Entrevista ao director do Secretariado Diocesano da Pastoral Familiar em Leiria-Fátima
A família tem sido, ao longo dos tempos, um dos temas preponderantes na análise da sociedade, sobretudo no que diz respeito à questão dos principais factores que garantem ambientes sociais saudáveis. Neste âmbito, ela é comummente chamada a “célula base” da sociedade. E todos os estudos referem que é sobre a “saúde” das famílias que se constrói a harmonia social, sendo também quando a instituição familiar entra em “crise” que surgem os mais graves problemas sociais e os maiores atropelos aos direitos humanos e à justiça social.
Se esta questão é sempre pertinente, é-o com muito mais ênfase nos nossos dias, em que o conceito familiar tem sido alvo de constantes mudanças, alargamentos e alterações. É absolutamente necessário falarmos hoje em “família tradicional” quando queremos referir-nos a um grupo de pessoas constituído por um pai, uma mãe e os seus filhos. Porque são também consideradas famílias as “monoparentais”, as “separadas”, as “desfeitas”, as “recompostas” e até as “homossexuais”.
Neste contexto, o jornal “O Mensageiro” entrevistou o padre Luís Inácio João, director do Secretariado Diocesano da Pastoral Familiar (SDPF) e assistente dos Centros de Preparação para o Matrimónio (CPM) e das Equipas de Nossa Senhora (ENS).
Ainda faz sentido falar, nos nossos dias, em “família”?
Faz sempre sentido falar da família. Se alguma vez deixássemos de falar dela, ela continuaria a falar em nós.
Mas continuamos a falar dela como “célula fundamental” ou a sociedade encontrou já outras for-mas de se organizar que a possam substituir?
A família não é “uma” célula fundamental mas “a” célula fundamental da sociedade. Seria relativização perigosa confundi-la entre outras quando se destaca como primordial. Logo que a natureza ou o erro humano lhe infligem rude golpe, soa o alarme e torna-se urgente remediar, na medida do possível. Premeditar a sua substituição é atentar gravemente contra a pessoa e, por conseguinte, minar a própria sociedade. Historicamente, vimos grandes abusos contra a família enquadrados em estratégicas de domínio, sobretudo ideológico. Os próprios opressores tiveram que emendar a mão, mal, passando ao proteccionismo, para que ainda lhes restasse sociedade e… poder.
O que acha das novas formas de união das pessoas, como sejam uniões de facto, famílias monoparentais, famílias separadas e refeitas, casais homossexuais?

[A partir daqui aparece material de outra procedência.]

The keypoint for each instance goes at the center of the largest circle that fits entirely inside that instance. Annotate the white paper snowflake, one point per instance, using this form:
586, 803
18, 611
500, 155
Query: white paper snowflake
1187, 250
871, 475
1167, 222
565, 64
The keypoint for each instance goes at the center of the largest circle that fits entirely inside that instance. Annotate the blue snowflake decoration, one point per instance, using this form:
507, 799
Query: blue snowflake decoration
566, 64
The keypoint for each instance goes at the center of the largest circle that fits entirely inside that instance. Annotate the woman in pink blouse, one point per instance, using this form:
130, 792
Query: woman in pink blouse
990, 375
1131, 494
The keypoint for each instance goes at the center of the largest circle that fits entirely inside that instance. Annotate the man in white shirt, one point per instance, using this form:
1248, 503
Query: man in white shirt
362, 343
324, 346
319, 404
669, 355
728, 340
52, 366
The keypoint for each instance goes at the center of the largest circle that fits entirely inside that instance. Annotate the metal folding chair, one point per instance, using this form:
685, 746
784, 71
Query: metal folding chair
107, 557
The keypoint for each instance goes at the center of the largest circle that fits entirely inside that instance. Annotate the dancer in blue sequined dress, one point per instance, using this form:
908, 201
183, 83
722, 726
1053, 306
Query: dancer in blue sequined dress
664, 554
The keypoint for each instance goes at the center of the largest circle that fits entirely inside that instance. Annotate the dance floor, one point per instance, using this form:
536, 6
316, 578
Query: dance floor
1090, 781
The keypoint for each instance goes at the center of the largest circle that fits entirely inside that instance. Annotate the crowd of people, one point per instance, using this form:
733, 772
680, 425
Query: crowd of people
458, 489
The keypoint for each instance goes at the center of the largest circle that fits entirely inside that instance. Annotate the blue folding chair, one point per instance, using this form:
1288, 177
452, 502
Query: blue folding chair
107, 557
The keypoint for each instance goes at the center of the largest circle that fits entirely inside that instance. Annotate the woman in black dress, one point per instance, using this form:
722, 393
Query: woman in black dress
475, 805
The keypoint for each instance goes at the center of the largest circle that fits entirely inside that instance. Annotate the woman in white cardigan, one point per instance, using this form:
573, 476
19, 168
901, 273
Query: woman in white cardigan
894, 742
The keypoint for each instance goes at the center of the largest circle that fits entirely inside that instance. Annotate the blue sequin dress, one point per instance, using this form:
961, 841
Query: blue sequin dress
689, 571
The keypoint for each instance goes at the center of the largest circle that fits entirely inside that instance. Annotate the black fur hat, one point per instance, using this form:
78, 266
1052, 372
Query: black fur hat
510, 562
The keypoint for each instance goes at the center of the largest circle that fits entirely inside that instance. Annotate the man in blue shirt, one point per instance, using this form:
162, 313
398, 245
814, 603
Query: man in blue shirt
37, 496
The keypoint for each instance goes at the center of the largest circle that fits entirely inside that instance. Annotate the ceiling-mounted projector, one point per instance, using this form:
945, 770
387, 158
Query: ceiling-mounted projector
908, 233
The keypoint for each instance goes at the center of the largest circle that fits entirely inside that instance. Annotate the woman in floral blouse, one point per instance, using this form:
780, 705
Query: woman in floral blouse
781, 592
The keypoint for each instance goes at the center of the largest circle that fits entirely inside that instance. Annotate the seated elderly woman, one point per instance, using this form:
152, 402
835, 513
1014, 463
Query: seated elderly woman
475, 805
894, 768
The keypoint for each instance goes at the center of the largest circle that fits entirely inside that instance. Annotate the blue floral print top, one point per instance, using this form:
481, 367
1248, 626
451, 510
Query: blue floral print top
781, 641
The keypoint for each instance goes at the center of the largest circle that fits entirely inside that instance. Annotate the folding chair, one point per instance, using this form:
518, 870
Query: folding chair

É possível integrá-las num tecido social saudável ou considera que sejam “desvios” da sociedade “perfeita”?
Quem não distingue confunde. Nem pôr tudo no mesmo saco, nem tudo dizer de uma só penada. Reconhecer a diversidade e a complexidade dos assuntos e dos casos e lidar com os limites de um vocabulário equívoco e conotado é já remar contra a maré. Quando um assunto está na moda, é fácil impor-se sem ser encarado a fundo. As situações referidas são demasiado sérias para passarem na opinião pública como coisa simples e normal. Por de trás há dramas que, por mais que se pretenda, não iludem a questão fundamental e basilar que é, salvo rara excepção, a busca de uma verdadeira expressão familiar. Sendo assim, essas situações nunca deveriam ser encaradas como sucedâneas ou alternativas mas como apelos a mais e melhor família. Em todo o caso, na sociedade, sem o classificativo de perfeita ou imperfeita, deve haver lugar para todos.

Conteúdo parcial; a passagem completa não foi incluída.